Até o final do segundo ato de “Os Miseráveis”, a narrativa transcorre de forma agradável e dinâmica. Notando-se que os dois terços iniciais ocupam menos de uma hora das duas horas e vinte sete minutos do longa-metragem, a sensação de estranhamento se faz presente. Afinal, por que correr com situações interessantes do inicio da história? Com o inicio do pretensioso terceiro ato, logo se encontra a resposta. Aqui, Hooper procura retratar o romance da agora jovem Cosette (Amanda Seyfried) e Marius (Eddie Redmayne), um jovem idealista, e ao mesmo tempo também discorrer sobre o prólogo da Revolução Republicana de um ponto de vista poético. Lógico que a trama degringola. Acreditando na capacidade emblemática das canções, Tom Hooper guarda a terceira parte do filme para conjugar excessivas canções de teor dramático. Resultado: números musicais interessantes, como o passado nas barricadas criadas pela resistência francesa, tem sua condição tocante esvaziada pela seqüência maçante de cantoria, sempre esticadas ao máximo.

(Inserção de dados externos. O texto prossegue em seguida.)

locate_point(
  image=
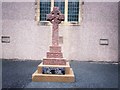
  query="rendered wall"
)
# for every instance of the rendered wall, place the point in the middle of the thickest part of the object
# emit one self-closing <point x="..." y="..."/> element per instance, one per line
<point x="29" y="41"/>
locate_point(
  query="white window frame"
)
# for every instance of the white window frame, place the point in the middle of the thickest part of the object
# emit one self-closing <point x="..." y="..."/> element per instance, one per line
<point x="66" y="22"/>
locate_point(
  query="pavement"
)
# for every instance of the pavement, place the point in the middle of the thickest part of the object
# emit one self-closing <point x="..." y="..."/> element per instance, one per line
<point x="18" y="74"/>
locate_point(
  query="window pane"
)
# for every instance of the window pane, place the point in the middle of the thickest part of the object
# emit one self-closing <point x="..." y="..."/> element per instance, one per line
<point x="45" y="6"/>
<point x="73" y="10"/>
<point x="60" y="4"/>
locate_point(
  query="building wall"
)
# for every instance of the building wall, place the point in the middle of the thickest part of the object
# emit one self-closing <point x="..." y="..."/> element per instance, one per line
<point x="29" y="41"/>
<point x="0" y="29"/>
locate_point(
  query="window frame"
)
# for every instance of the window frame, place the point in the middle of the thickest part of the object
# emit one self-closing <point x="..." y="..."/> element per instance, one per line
<point x="66" y="22"/>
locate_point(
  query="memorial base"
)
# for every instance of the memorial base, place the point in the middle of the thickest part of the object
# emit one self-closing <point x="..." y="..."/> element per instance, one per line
<point x="38" y="76"/>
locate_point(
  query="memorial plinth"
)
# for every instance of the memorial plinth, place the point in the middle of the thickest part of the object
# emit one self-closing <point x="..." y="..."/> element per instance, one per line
<point x="54" y="67"/>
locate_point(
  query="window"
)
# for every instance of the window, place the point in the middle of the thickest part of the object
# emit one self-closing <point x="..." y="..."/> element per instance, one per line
<point x="60" y="4"/>
<point x="72" y="9"/>
<point x="45" y="6"/>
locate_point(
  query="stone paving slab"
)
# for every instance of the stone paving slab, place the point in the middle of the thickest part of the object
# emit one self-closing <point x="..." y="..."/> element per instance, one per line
<point x="87" y="75"/>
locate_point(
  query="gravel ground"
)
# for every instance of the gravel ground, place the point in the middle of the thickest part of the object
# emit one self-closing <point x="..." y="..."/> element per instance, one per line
<point x="17" y="74"/>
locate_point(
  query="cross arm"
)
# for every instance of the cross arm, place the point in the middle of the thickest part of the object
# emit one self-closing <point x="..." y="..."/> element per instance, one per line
<point x="49" y="17"/>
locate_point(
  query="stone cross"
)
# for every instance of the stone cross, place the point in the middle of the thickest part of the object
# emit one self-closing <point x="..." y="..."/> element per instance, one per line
<point x="55" y="17"/>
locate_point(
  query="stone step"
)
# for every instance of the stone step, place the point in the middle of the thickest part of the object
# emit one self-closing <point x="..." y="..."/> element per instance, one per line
<point x="67" y="67"/>
<point x="37" y="77"/>
<point x="54" y="55"/>
<point x="55" y="49"/>
<point x="54" y="61"/>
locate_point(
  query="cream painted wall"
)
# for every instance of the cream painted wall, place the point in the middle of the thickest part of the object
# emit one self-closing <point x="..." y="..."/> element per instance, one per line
<point x="29" y="41"/>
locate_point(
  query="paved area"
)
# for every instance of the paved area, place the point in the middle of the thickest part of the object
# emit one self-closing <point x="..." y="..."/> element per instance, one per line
<point x="88" y="75"/>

Se o figurino e a direção de arte de “Os Miseráveis” são competentes, não se pode dizer o mesmo da fotografia. Ordinária, pouco se preocupa em engrandecer o filme. A câmera de Tom Hooper sempre trabalhando bem próximo aos atores, ressalta até essa pegada teatral que o diretor procura trazer para o filme. Em contrapartida as considerações negativas, a obra traz algumas atuações inspiradas, destaque absoluto para Hugh Jackman. Bem à vontade no papel, até pela sua experiência em musicais na juventude, Jackman é a força motriz da obra e sem ele, era bem provável que o filme naufragasse totalmente. Infelizmente, Russell Crowe não tem atuação compatível ao seu adversário. Apesar de afinado, as suas interpretações são sempre entediantes.  A atriz Anne Hathaway tem o momento ápice do filme, enquanto Amanda Seyfried entrega uma atuação burocrática. Os atores Eddie Redmayne e Aaron Tveit são coadjuvantes com bons momentos, até mais pela condição revolucionária de seus personagens do que pela cantoria. Enfim, acredito que Os Miseráveis deve agradar na mesma medida que irá desagradar, contudo, chegar ao seu final sempre será uma extenuante maratona.

INDICAÇÕES (3 vitórias):
1. Melhor Filme: Cameron Makintosh, Debra Hayward, Eric Fellner e Tim Bevan
2. Melhor Ator: Hugh Jackman
3. Melhor Atriz Coadjuvante: Anne Hathaway – venceu
4. Melhor Direção de Arte: Anna Lynch-Robinson e Eve Stewart
5. Melhor Figurino: Paco Delgado
6. Melhor Maquiagem: Julie Dartnell e Lisa Westcott – venceu
7. Melhor Mixagem de Som: Andy Nelson, Mark Peterson e Simon Hayes – venceu
8. Melhor Canção Original: Suddenly, de Alain Boublil, Claude-Michel Schönberg e Herbert Kretzmer.